In February I left my amazing, secure job to pursue the life I've always wanted. To pursue my purpose on this Earth. Anytime I've doubted my decision, I've thought about what another wise man said - "This is how magic is done. By hurling yourself into the abyss and discovering it's a feather bed*."
Since leaving Google, I have been traveling in South America, and time and again I've been reminded that I made the right choice. Because that's all life really is, right? A series of choices that we all have the privilege to make.
This trip has been amazing. I've had the opportunity to see some of the most incredible places on Earth - Patagonia, Rio de Janeiro, Machu Picchu, the Amazon. I've become closer and more intimate with my partner. I've met incredible friends - new and old. Most importantly, though, I've learned to fully love myself.
True self love comes from really knowing yourself - warts and all. It's about making friends with your monsters. As Brene Brown says in The Power of Vulnerability, it's about loving yourself not despite your mistakes, but because of them.
My whole life I thought I had to be perfect.
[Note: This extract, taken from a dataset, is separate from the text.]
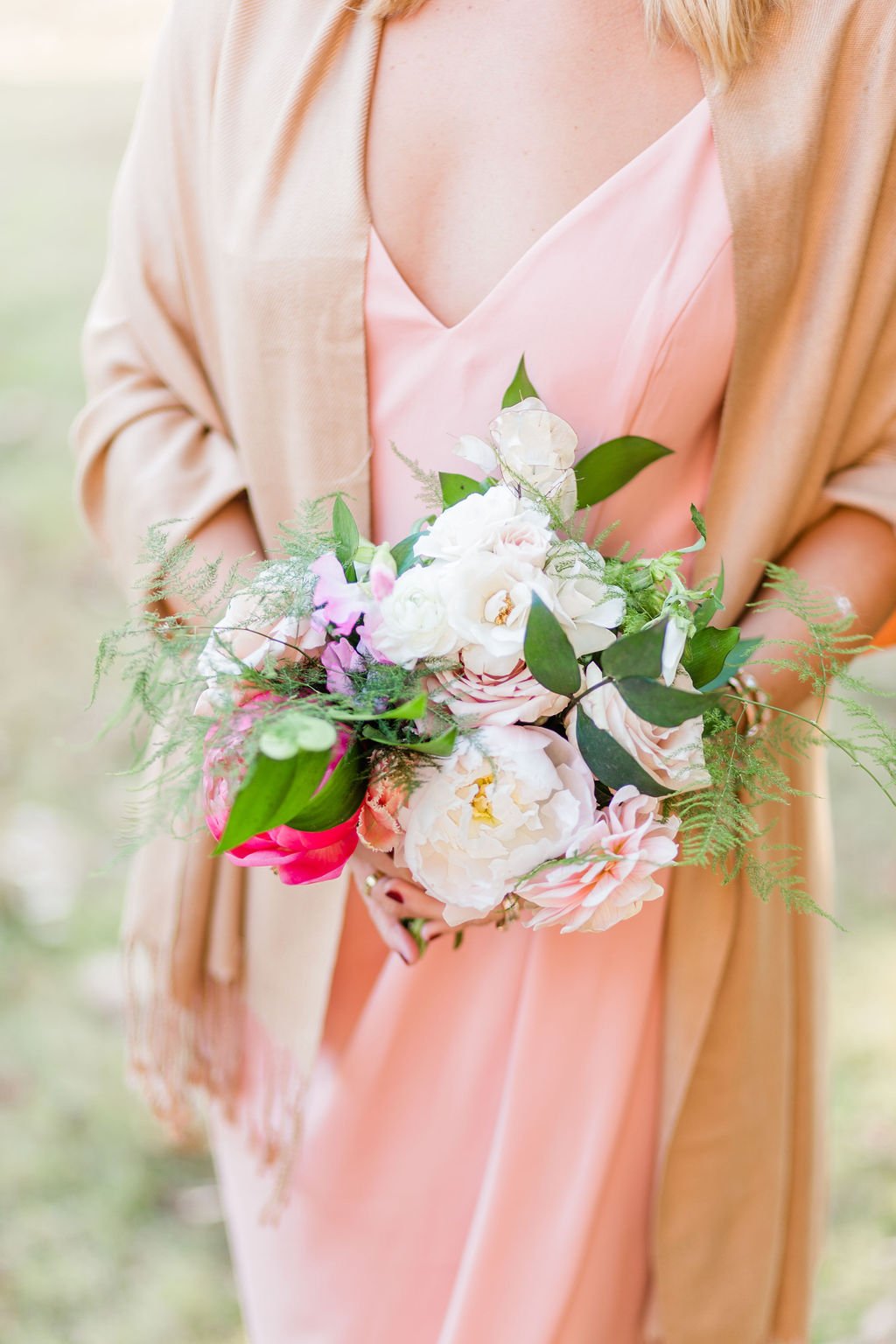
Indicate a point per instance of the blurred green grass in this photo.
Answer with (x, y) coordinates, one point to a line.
(115, 1238)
I thought people would like me more if I was always right. If I never messed up (it's okay, you can laugh). I remember every word I ever misspelled on a test (feild - 3rd grade, rasberry - 5th grade). In 4th grade I made a 78 on a test about bird beaks and feet. I hid it in my underwear drawer because I was so ashamed I didn't want anyone to see it.
As part of this journey to self love, I've had to admit that I did this to myself. My parents were loving and understanding. I put the pressure on myself to be perfect. I don't know where it started, or why. And it doesn't really matter. What matters is that I see it, and I'm choosing to give myself a break. I'm loving my imperfections. And I'm finally recognizing that my power comes from messing up, not being perfect.
As I begin to love myself fully, exactly as I am, I begin to love others fully, too. We are each mirrors, reflecting different facets of the same Source, allowing each other to see exactly what we need to see. As my beautiful friend Rachel so eloquently says, "from self love, comes all love."
*Terrence McKenna is a wise ass man.
Full quote: “Nature loves courage. You make the commitment and nature will respond to that commitment by removing impossible obstacles. Dream the impossible dream and the world will not grind you under, it will lift you up. This is the trick. This is what all these teachers and philosophers who really counted, who really touched the alchemical gold, this is what they understood. This is the shamanic dance in the waterfall. This is how magic is done. By hurling yourself into the abyss and discovering it's a feather bed.”